Over at FanGraphs, Dave Cameron took a look at how well WAR and actual wins match up this year:
For 2009, the correlation between a team’s projected record based on their WAR total and their actual record was .83. This is a robust number, especially considering that WAR is almost completely context independent and currently includes some notable omissions – base running (besides SB/CS, which are included in wOBA) and catcher defense are both ignored in the calculations. We also don’t have an adjustment for differences in leagues, so we’re not accounting for the fact that the AL is better than the NL.
Despite these imperfections, WAR still performs extremely well. One standard deviation of the difference between WAR and actual record is 6.4 wins, and every single team is within two standard deviations. Only four teams were more than 10 wins away from their projected total by WAR, with Tampa Bay ending up the furthest away from our expectation (96.6 projected wins, 84 actual wins), and 18 of the 30 teams were within six wins of their projected WAR total.
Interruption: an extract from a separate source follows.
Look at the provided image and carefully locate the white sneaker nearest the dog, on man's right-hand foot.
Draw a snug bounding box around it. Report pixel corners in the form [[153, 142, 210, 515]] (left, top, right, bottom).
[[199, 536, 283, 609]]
If I’m reading this correctly, Dave is essentially saying that because a teams win totals and their projected record via WAR are generally very close, it shows that WAR “works”. The commenters at FanGraphs seem to agree with him as well.
Maybe, it is just me, but I don’t understand why a high correlation between WAR and wins would verify the accuracy of the stat. The whole point of WAR is to attempt to separate luck from controllable skills. With a teams win totals being so highly influenced by such things as bad luck on balls in play and timing, you wouldn’t expect WAR to have a high correlation with wins. In fact, as Dave later shows in the article, Pythag record has a higher correlation to win totals than WAR. Does that mean that Pythag works better than WAR? Of course not; it just takes out less of the variance in actual wins than WAR, so it will naturally correlate better.
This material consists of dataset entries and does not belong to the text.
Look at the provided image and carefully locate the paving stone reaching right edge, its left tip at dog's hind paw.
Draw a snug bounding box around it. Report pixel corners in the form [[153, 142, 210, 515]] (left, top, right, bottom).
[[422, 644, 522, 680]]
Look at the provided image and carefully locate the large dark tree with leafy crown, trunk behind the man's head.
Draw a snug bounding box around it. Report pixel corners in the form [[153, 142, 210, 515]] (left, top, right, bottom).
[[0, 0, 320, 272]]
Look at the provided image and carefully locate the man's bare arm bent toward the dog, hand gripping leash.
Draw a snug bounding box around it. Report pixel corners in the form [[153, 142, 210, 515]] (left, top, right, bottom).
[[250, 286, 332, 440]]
Let me be clear, I’m not saying WAR doesn’t work. It absolutely does. FanGraphs implementation of WAR, if I’m not mistaken, uses the average Linear Weights run values of each event for the year. That separates it from other stats like OPS or RC, which don’t necessarily have any empirical meaning, because it will literally match up perfectly with runs and wins in the aggregate. If you want a metric that shows how well your team would have played that year if timing was taken out of the equation, WAR is your guy.
I’m sure Dave knows all this, which is why it’s confusing to me to see WAR being compared to win totals to show it’s accuracy. Indeed, you would almost rather have WAR correlate poorly with win totals, as it strives to strip away all of the luck associated with them. WAR and wins measure two different things, and saying that the former works because it correlates with the latter makes no sense. A better test of WAR, in my opinion, would be to show how it projects future wins, because you have no reason to expect a teams good or bad luck to continue.